As we’ve reported, Kirk was once a barometer for the middle but has tacked to the right during the primary. Democrats are happy either way – if he loses, they think a tea partier would be easier to defeat and if he wins they will portray him as a flip-flopper in the general election.

With just one day left in the race, TPMDC tracked down tea party organizers in Illinois who all dismissed the polls as not capturing voters’ anger or the lack of support Kirk holds downstate.

“If Mark Kirk wins that is okay, that just means we’ve got a lot more work to do,” said Rhonda Linders, an activist with the Alton Tea Party near the Missouri border. “We’ll just keep fighthing for the next one, which will be Sen. Dick Durbin in 2014.”

Tea party organizer Ralph Sprovier, from a Chicago suburb, said Kirk may win in part because this election was so early in the year and there wasn’t enough time to get organized.

“I don’t think it’s going to give us a true understanding of how powerful the tea parties are, until we get to August when Florida will be choosing between Charlie Crist and Marco Rubio, and when we will for sure have stopped the agenda in Washington.”

Sprovier was referring to the Republican primary candidates for Senate, where an insurgent and more conservative Rubio is winning national attention and showing a lot of strength in the polls.

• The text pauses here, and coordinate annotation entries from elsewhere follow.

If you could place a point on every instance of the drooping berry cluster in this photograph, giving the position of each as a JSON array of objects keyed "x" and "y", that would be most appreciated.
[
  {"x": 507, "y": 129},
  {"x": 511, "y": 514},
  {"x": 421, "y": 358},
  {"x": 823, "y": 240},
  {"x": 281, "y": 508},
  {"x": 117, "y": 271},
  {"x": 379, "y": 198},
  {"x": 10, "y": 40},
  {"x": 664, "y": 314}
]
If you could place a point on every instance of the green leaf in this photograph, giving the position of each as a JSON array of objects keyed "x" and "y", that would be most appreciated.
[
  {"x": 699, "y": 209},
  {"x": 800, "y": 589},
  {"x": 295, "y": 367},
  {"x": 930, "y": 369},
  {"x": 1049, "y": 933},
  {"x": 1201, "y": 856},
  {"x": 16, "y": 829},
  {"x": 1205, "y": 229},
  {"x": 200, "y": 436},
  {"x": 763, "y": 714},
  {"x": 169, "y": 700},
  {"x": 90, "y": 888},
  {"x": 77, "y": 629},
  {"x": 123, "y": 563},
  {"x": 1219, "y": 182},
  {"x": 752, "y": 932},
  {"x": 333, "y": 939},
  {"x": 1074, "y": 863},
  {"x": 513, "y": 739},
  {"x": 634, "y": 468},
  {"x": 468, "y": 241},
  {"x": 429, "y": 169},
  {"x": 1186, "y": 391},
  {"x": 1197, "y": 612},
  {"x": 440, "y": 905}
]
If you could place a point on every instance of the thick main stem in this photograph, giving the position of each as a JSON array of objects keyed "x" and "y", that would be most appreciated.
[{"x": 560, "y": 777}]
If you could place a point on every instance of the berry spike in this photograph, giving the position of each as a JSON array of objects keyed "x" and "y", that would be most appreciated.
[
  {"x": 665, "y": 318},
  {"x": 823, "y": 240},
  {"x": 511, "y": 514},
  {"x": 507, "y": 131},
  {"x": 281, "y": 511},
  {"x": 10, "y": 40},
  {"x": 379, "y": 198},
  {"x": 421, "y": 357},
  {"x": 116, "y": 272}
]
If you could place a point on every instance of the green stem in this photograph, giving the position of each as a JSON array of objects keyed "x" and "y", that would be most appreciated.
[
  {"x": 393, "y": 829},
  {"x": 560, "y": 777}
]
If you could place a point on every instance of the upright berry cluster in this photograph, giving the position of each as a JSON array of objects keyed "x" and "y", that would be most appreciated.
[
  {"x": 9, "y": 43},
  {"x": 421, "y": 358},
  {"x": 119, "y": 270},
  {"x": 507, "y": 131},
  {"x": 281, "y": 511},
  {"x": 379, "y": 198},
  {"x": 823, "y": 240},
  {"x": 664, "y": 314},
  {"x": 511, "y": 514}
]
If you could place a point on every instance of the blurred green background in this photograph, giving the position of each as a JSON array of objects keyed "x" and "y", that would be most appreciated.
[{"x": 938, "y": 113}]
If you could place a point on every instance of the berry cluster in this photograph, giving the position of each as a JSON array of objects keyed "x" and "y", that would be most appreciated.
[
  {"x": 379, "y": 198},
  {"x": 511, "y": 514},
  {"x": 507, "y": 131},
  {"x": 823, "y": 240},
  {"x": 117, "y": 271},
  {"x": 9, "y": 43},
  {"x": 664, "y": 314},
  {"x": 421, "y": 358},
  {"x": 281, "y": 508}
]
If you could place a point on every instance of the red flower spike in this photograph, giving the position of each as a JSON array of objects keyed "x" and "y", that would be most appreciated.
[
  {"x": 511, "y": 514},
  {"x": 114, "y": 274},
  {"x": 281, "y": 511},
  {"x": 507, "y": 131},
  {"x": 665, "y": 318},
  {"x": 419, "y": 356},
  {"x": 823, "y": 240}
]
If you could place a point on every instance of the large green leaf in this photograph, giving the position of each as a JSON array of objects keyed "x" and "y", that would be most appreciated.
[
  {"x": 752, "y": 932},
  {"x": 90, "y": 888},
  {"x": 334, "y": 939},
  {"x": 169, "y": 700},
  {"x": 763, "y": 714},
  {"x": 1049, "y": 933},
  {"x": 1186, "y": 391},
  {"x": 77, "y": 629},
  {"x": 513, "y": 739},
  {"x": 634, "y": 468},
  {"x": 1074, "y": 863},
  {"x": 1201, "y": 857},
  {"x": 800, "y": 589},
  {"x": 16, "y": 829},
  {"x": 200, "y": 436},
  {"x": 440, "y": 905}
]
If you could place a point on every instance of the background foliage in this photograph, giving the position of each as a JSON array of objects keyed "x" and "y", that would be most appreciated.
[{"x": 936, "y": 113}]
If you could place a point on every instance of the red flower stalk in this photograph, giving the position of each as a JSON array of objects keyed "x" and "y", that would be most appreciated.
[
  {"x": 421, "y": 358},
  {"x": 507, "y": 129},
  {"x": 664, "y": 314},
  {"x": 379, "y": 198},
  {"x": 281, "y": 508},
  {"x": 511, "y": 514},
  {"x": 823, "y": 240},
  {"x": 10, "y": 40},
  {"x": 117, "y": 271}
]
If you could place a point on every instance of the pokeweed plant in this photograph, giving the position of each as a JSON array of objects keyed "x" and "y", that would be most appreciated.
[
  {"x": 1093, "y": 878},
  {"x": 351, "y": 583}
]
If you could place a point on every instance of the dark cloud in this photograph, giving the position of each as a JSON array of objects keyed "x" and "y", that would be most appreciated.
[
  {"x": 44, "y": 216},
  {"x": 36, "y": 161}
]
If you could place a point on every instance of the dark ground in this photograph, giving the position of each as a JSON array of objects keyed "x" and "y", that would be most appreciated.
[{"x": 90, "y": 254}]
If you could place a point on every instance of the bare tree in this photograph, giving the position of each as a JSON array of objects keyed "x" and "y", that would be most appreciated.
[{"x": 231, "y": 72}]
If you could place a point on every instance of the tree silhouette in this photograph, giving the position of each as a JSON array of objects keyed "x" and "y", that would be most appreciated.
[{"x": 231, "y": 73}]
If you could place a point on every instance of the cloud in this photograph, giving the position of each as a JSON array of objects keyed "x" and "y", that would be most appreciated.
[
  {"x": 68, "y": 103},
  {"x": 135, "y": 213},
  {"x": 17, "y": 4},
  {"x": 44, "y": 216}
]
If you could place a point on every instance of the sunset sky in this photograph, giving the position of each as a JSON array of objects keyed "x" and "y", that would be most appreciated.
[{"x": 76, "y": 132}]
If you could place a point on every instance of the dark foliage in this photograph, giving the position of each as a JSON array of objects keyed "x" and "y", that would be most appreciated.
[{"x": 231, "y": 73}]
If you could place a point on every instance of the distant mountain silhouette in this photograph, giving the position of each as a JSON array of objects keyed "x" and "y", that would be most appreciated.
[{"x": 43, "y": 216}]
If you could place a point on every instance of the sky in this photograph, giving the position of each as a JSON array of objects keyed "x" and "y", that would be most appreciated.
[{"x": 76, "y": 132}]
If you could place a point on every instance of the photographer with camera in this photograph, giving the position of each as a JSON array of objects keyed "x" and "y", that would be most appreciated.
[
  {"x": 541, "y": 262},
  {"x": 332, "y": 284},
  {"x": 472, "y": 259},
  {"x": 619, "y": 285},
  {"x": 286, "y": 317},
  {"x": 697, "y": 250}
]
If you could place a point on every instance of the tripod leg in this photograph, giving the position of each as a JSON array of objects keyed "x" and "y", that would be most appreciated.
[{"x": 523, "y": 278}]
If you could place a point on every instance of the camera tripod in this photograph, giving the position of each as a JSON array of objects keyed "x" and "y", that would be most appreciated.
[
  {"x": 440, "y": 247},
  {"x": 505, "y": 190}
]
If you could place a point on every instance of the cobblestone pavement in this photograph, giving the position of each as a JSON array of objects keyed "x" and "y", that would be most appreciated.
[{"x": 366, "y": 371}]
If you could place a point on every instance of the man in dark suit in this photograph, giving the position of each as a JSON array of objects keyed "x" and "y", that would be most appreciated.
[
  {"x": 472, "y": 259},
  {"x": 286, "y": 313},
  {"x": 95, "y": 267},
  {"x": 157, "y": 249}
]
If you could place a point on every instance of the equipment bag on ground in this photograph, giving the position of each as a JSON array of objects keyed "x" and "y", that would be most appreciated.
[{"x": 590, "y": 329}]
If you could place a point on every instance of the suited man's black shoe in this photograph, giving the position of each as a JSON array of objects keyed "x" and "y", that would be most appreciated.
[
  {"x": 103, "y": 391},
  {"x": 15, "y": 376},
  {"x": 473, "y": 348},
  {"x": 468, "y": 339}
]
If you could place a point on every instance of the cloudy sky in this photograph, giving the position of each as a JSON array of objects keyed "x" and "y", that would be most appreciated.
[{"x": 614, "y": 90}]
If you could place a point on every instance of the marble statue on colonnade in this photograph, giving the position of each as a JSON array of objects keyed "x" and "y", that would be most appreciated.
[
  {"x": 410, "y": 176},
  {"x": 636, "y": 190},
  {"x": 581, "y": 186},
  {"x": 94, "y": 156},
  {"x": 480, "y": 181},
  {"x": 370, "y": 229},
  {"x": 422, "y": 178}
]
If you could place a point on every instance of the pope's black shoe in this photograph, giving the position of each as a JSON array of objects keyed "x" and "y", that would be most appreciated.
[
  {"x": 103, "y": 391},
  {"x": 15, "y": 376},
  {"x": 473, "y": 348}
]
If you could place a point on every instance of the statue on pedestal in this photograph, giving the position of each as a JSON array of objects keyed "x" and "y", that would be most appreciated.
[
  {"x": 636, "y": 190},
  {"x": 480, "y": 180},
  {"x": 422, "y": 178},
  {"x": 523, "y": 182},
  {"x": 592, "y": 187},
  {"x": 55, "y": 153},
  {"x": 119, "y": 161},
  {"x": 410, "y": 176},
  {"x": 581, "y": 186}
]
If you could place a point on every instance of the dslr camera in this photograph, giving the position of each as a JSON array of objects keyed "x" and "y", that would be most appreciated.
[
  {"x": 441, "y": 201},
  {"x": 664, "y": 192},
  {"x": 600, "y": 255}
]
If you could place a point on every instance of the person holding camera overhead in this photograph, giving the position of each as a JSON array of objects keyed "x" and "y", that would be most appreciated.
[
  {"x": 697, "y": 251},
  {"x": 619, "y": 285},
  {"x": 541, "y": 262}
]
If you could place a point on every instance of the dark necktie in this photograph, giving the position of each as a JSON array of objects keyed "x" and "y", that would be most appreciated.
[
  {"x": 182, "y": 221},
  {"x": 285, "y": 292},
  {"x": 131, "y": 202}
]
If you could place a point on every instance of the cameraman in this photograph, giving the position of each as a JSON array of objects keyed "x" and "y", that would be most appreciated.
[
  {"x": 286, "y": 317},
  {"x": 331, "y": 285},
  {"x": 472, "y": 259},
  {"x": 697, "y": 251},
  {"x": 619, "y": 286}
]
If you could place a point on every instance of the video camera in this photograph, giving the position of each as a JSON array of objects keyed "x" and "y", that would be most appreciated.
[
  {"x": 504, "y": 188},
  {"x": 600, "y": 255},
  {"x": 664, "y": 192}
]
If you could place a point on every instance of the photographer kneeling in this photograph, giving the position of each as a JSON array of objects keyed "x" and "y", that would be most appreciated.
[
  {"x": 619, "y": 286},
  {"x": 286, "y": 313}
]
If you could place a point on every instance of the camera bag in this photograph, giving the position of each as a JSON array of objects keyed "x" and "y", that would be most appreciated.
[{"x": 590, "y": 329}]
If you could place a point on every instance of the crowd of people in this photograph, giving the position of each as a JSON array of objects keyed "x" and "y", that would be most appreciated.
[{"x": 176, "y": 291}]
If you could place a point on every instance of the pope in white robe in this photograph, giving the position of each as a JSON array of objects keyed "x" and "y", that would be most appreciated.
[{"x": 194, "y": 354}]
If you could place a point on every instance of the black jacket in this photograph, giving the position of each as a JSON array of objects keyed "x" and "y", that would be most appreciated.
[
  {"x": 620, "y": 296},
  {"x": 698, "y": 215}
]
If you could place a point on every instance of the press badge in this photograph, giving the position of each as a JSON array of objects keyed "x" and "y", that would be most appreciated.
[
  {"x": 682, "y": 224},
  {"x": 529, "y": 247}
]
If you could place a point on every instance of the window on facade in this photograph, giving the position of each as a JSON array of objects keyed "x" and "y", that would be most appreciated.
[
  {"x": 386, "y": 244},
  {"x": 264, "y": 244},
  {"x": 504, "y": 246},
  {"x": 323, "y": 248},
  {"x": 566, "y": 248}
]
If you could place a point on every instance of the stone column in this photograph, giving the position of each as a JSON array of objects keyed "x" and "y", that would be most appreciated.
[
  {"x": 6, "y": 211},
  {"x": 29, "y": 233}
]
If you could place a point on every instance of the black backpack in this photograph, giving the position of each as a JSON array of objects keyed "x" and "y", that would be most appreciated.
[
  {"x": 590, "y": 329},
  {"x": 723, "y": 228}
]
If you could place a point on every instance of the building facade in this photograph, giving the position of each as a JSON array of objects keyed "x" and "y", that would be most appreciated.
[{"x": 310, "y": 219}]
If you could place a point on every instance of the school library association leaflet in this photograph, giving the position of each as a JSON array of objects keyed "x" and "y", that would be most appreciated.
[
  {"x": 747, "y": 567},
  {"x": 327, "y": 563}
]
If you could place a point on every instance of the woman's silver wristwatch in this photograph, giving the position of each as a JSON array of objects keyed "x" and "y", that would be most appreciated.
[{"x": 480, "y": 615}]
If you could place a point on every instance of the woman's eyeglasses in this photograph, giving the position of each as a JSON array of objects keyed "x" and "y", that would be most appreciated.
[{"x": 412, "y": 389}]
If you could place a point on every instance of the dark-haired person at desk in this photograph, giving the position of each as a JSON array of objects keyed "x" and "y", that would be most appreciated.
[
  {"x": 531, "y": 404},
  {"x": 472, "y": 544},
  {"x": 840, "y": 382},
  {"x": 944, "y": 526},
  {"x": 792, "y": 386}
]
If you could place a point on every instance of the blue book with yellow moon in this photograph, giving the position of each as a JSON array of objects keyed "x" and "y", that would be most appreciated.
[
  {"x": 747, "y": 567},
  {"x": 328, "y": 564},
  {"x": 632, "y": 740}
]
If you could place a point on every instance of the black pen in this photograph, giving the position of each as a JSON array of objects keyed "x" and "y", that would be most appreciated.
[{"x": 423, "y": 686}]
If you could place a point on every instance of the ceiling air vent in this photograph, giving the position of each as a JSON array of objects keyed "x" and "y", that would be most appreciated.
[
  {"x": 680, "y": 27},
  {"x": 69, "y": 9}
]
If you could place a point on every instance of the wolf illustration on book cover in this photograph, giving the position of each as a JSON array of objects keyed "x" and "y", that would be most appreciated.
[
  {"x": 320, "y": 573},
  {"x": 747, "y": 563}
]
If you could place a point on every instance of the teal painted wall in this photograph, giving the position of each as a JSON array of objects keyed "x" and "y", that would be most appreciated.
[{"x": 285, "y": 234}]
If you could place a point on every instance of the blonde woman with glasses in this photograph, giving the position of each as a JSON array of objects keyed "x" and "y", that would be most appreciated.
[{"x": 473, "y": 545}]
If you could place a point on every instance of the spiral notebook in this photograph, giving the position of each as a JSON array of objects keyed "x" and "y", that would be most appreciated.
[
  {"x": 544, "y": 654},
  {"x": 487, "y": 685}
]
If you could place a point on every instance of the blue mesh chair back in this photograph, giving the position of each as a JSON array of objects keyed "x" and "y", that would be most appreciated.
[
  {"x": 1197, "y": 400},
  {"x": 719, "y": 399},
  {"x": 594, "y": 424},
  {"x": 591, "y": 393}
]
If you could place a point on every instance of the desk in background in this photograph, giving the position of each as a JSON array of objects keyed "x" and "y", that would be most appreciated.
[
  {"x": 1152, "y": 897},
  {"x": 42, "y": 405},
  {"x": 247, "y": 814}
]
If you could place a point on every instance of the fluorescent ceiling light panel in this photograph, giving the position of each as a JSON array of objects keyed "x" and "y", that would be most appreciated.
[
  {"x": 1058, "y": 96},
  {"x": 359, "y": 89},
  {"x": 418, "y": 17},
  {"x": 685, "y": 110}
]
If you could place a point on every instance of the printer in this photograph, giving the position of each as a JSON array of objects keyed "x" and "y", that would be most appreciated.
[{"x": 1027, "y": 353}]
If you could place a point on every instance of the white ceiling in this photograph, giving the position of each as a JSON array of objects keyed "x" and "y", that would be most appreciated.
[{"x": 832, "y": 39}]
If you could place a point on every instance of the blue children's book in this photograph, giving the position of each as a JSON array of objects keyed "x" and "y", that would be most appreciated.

Since everyone in Illinois kept citing Crist-Rubio as the real tea party test, I also checked in with Robert Brown, chairman of the Nassau, Florida Republican Party. He said no one in the Sunshine State is paying attention to Illinois, and also said he hasn’t seen much tea party influence on the ground yet.

“These races aren’t nationalized,” the chairman said.

Though there is little apparent tea party activity, Floridians said Sen. Jim DeMint’s Senate Conservatives Fund has swayed voters by backing Rubio as the true conservative over Crist, who has been criticized for supporting President Obama.

Tea partiers say they are emboldened by the Massachusetts win – where national tea party organizations flooded the state with money and manpower for Republican Scott Brown – but Brown himself cautioned against drawing significance from his victory.

“You are making an assumption that the Tea Party movement was influential, and I have to respectfully disagree. It was everybody. I had a plurality,” Brown (R-MA) said on ABC’s “This Week” on Sunday.

Another detail comes in the form of a new poll Evan reported on yesterday:

Though the numbers would seem to bode well for the GOP, which is more closely aligned with Tea Party than the Democrats are, the poll could actually cause heartburn for Republicans hoping for big victories this fall. When lined up against a Democrat and a Republican on a generic congressional ballot, 8% said they’d pull the lever for a third, Tea Party candidate enough to give the Democrats the win in a three-way race. The Democrats won the hypothetical matchup 31-26-8, with 35% undecided.

In a twist, the Illinois tea partiers have hope that Adam Andrzejewski, their candidate for the Republican nomination for governor, could pull out a victory today. He was endorsed by conservative commentators Glenn Beck and Rush Limbaugh and has gained in recent polling, though he still trails the other candidates.